Ellen Goodman (born April 11, 1941) is an American journalist and Pulitzer Prize-winning syndicated columnist. Goodman is also a speaker and commentator. She is noted for being one of the first women to openly discuss women's rights. 
Goodman's career began as a researcher and reporter for Newsweek magazine between 1963 and 1965. She was a reporter at the Detroit Free Press starting in 1965 and has worked as an associate editor at the Boston Globe since 1967. Her column was syndicated by The Washington Post Writers Group in 1976. In 1996, she taught at Stanford as the first Lorry I. Lokey Visiting Professor in Professional Journalism. In 1998, Goodman received the Elijah Parish Lovejoy Award as well as an honorary Doctor of Laws degree from Colby College. She has compared "anthropogenic warming deniers" to Holocaust deniers. Goodman announced her retirement in her final column, which ran on January 1, 2010.
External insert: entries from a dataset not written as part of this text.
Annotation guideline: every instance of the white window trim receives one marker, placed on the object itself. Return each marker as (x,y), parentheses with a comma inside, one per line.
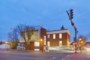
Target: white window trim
(48,36)
(60,36)
(54,36)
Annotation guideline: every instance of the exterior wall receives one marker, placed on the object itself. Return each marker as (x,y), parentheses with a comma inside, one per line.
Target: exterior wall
(55,42)
(41,41)
(42,34)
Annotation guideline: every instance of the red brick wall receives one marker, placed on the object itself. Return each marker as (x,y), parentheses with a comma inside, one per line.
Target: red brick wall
(55,42)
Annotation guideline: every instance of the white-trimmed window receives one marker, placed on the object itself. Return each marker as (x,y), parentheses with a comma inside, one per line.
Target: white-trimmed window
(36,44)
(48,43)
(60,36)
(54,36)
(60,43)
(48,36)
(44,40)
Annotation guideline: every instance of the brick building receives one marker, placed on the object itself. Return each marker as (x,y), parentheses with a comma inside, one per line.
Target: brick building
(58,37)
(37,39)
(41,38)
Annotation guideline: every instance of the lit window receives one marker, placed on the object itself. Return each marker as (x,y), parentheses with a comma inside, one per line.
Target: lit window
(36,44)
(60,36)
(54,36)
(48,43)
(48,36)
(44,40)
(60,43)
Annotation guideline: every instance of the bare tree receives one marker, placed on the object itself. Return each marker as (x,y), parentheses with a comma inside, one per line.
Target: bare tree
(25,32)
(13,38)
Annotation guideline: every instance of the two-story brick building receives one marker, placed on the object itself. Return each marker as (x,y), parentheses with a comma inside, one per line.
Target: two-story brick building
(36,42)
(58,37)
(41,38)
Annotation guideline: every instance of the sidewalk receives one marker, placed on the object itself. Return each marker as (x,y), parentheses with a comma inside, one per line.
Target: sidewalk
(78,56)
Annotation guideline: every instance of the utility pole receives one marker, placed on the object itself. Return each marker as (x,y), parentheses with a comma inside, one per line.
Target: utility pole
(70,15)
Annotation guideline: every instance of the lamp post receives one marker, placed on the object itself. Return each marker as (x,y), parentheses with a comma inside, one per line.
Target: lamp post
(70,15)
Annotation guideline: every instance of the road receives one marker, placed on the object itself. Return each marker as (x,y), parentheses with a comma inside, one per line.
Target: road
(79,56)
(19,55)
(23,55)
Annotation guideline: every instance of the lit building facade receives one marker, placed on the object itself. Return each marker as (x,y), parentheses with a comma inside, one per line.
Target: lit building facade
(58,38)
(36,42)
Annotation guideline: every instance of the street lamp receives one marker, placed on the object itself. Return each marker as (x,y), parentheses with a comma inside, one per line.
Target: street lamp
(70,15)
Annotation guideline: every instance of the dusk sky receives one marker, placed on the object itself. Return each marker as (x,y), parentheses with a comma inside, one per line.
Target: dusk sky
(50,14)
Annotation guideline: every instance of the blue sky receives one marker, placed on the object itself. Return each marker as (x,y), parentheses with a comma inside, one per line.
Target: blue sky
(50,14)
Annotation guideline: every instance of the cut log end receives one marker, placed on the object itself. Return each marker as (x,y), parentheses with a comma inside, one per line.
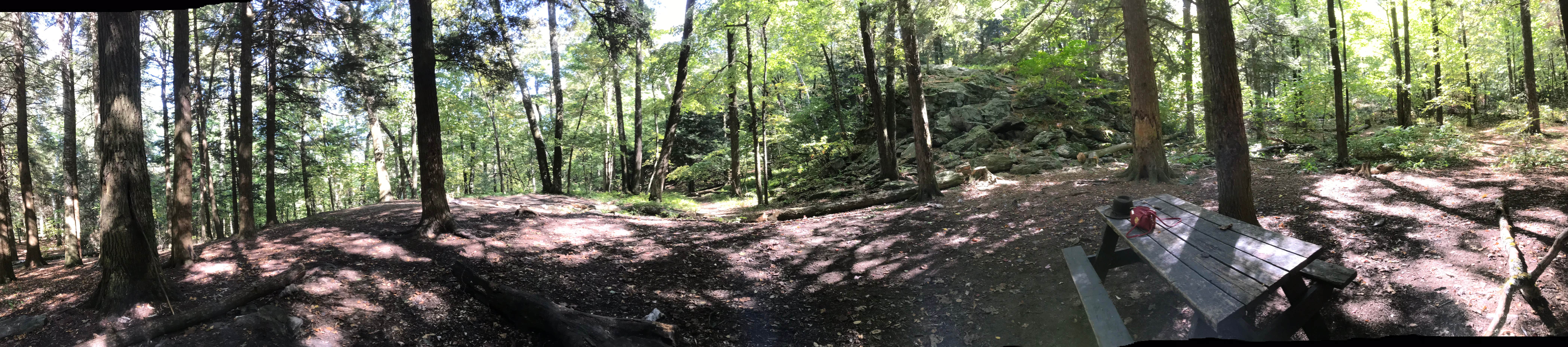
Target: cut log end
(562,326)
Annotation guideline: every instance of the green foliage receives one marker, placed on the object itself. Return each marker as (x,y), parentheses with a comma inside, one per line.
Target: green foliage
(1533,159)
(1417,147)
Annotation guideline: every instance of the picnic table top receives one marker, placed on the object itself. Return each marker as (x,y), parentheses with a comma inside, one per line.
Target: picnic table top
(1219,265)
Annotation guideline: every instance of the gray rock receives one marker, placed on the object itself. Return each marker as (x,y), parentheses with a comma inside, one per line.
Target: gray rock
(21,326)
(978,139)
(1070,150)
(1025,169)
(998,162)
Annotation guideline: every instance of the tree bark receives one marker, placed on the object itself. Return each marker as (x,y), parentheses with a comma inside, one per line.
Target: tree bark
(179,205)
(35,257)
(560,103)
(1148,150)
(68,162)
(662,164)
(1224,112)
(887,158)
(129,258)
(270,156)
(1341,123)
(245,203)
(170,324)
(926,175)
(560,326)
(733,115)
(1531,98)
(435,214)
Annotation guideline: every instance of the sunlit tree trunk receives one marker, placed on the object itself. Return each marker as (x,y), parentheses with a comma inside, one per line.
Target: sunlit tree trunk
(1227,133)
(926,175)
(1148,150)
(179,210)
(887,158)
(1531,100)
(662,164)
(1341,123)
(435,216)
(129,260)
(245,205)
(733,115)
(35,255)
(68,162)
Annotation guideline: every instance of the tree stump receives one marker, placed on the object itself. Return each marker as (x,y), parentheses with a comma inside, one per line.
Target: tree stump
(564,327)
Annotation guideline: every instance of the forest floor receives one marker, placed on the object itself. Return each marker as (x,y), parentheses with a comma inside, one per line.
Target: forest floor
(982,271)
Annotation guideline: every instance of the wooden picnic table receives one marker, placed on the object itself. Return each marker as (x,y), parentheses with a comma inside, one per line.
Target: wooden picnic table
(1217,265)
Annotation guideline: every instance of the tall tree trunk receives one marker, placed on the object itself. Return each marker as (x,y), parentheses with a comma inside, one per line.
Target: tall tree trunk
(1531,100)
(129,260)
(1186,62)
(1227,133)
(1148,150)
(637,119)
(733,115)
(560,104)
(35,255)
(68,81)
(245,205)
(887,158)
(662,162)
(1341,123)
(272,122)
(833,84)
(435,216)
(179,210)
(1437,65)
(926,175)
(757,148)
(1410,103)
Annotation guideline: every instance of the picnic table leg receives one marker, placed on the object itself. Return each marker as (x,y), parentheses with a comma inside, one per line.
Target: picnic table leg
(1296,291)
(1108,246)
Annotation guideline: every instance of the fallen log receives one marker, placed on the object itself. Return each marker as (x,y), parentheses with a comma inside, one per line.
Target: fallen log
(159,327)
(1515,266)
(560,326)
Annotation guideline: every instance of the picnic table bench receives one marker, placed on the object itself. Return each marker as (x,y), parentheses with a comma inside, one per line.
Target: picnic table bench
(1217,265)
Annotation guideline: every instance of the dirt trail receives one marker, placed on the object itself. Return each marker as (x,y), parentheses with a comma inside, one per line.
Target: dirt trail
(982,271)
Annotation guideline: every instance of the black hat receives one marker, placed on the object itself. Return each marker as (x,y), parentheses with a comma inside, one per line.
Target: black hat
(1120,208)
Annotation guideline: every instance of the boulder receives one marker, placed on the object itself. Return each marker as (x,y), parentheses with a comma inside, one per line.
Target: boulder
(1070,150)
(978,139)
(1025,169)
(998,162)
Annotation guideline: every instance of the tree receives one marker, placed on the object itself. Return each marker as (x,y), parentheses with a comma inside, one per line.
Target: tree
(1341,123)
(129,260)
(435,216)
(887,156)
(245,194)
(1148,148)
(68,109)
(35,257)
(179,205)
(1227,133)
(1531,98)
(662,164)
(926,175)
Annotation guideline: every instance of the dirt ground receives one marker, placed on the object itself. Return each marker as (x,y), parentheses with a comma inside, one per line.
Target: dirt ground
(985,269)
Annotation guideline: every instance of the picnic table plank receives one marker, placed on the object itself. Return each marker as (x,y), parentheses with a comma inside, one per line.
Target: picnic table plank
(1224,246)
(1216,271)
(1206,297)
(1283,242)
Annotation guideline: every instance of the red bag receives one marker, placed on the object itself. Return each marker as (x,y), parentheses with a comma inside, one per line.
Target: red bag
(1144,219)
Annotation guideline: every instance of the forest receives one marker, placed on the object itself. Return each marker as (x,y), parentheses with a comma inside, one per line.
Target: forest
(780,174)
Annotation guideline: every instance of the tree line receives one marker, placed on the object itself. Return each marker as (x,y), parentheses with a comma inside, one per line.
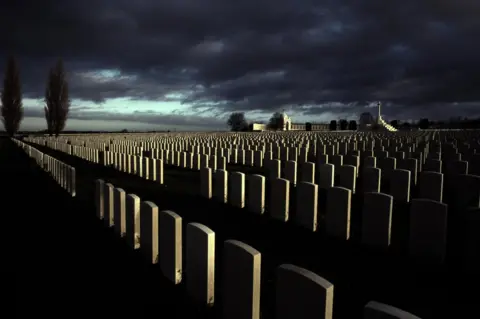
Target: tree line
(57,101)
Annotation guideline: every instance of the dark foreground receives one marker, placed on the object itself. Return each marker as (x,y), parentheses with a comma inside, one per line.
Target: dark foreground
(83,267)
(67,265)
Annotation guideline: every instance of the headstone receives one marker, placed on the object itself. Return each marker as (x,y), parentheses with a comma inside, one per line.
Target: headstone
(428,229)
(307,203)
(241,281)
(301,293)
(256,194)
(200,263)
(149,231)
(337,219)
(171,246)
(132,221)
(377,219)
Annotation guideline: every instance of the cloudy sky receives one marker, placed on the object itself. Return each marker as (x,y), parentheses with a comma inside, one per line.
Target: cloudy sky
(187,64)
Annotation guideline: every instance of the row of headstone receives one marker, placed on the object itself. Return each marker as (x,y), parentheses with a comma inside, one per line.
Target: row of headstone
(300,293)
(428,218)
(400,180)
(62,173)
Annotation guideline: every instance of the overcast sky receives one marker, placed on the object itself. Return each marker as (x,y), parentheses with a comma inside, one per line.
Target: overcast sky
(187,64)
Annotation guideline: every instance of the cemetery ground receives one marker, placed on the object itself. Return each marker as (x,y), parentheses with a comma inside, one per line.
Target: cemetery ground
(358,274)
(66,263)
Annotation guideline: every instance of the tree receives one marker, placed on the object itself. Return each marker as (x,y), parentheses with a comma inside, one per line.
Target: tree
(237,122)
(352,125)
(12,108)
(333,125)
(276,121)
(56,99)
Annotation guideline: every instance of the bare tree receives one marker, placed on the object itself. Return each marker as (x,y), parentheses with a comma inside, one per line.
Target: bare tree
(56,99)
(12,108)
(237,122)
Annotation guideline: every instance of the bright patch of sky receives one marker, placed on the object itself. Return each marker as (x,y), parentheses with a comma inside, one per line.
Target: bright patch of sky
(108,75)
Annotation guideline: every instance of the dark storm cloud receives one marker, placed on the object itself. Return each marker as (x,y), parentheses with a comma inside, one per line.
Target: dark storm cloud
(418,56)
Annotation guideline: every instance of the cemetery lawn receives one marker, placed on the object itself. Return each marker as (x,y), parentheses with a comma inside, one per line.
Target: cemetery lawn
(359,275)
(66,263)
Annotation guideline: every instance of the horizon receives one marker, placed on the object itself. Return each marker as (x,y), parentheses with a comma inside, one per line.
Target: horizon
(177,65)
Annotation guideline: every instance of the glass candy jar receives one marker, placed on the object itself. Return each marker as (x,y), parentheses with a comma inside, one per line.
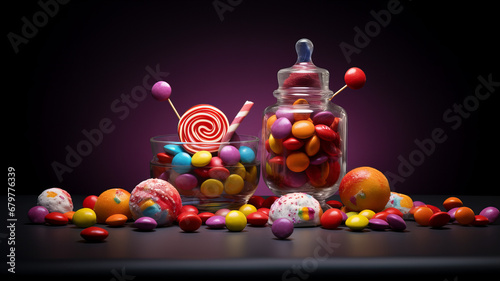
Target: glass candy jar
(304,134)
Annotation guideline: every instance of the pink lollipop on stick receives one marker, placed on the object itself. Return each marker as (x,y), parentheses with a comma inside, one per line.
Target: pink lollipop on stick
(161,91)
(354,78)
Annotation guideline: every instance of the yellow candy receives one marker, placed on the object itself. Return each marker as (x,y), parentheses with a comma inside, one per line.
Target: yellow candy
(201,158)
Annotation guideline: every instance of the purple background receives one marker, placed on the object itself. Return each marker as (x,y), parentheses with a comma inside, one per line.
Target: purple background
(81,62)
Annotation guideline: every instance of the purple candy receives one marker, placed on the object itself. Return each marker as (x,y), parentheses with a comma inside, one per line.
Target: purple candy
(37,214)
(145,223)
(216,222)
(281,128)
(378,224)
(491,213)
(396,222)
(282,228)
Goodman graduated cum laude from Radcliffe College in 1963 with a degree in modern European history. A year later, she returned to Harvard as a Nieman Fellow. At Harvard, Goodman studied the dynamics of social change.  In 2007, Goodman studied gender and the news at John F. Kennedy School of Government where she was a Shorenstein Fellow.
Personal life 
Goodman was born in Newton, Massachusetts. She is the daughter of Jacob Holtz and Edith Weinstein Holtz, and is the sister of architecture critic and author Jane Holtz Kay. She married her first husband, Anthony Goodman, in 1963 and in 1968, gave birth to their daughter Katie Goodman, a musical comedian. After the couple divorced, she married, journalist Bob Levey, in 1982. Her step-son Gregory Levey died by self-immolation in 1991 protesting the First Gulf War.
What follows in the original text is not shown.